“No,” she said quietly. “Not I. I want you to be serious, Phil.” She paused a moment, looking down, and when her eyes sought his again he saw in them the spark of a very genuine interest. “I don’t know whether you know it or not, Phil, but I’m really very fond of you. And if I didn’t understand you as well as I do, of course, I wouldn’t dare to be so frank.”
Philip Gallatin inclined his head slightly.
“Go on, please,” he said.
She hesitated a moment and then clutched his arm with her strong fingers.
“I want you to wake up, Phil,” she said with sudden insistence. “I want you to wake up, to open your eyes wide—wide, do you hear, to stretch your intellectual fibers and learn something of your own strength. You’re asleep, Boy! You’ve been asleep for years! I want you to wake up—and prove the stuff that’s in you. You’re the last of your line, Phil, the very last; but whatever the faults your fathers left you, you’ve got their genius, too.”
Gallatin was slowly shaking his head.
“Not that—only——”
“I know it,” she said proudly. “You can’t hide from everybody, Phil. I still remember those cases you won when you were just out of law-school—that political one and the other of the drunkard indicted on circumstantial evidence——”

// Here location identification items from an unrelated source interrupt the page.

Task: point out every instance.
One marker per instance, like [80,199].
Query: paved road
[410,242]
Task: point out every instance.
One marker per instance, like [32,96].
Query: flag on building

“I was interested in that,” he muttered.
“You’ll be interested again. You must be. Do you hear? You’ve come to the parting of the ways, Phil, and you’ve got to make a choice. You’re drifting with the tide, and I don’t like it, waiting for Time to provide your Destiny when you’ve got the making of it in your own hands. You’ve got to put to sea, hoist what sail you’ve got and brave the elements.”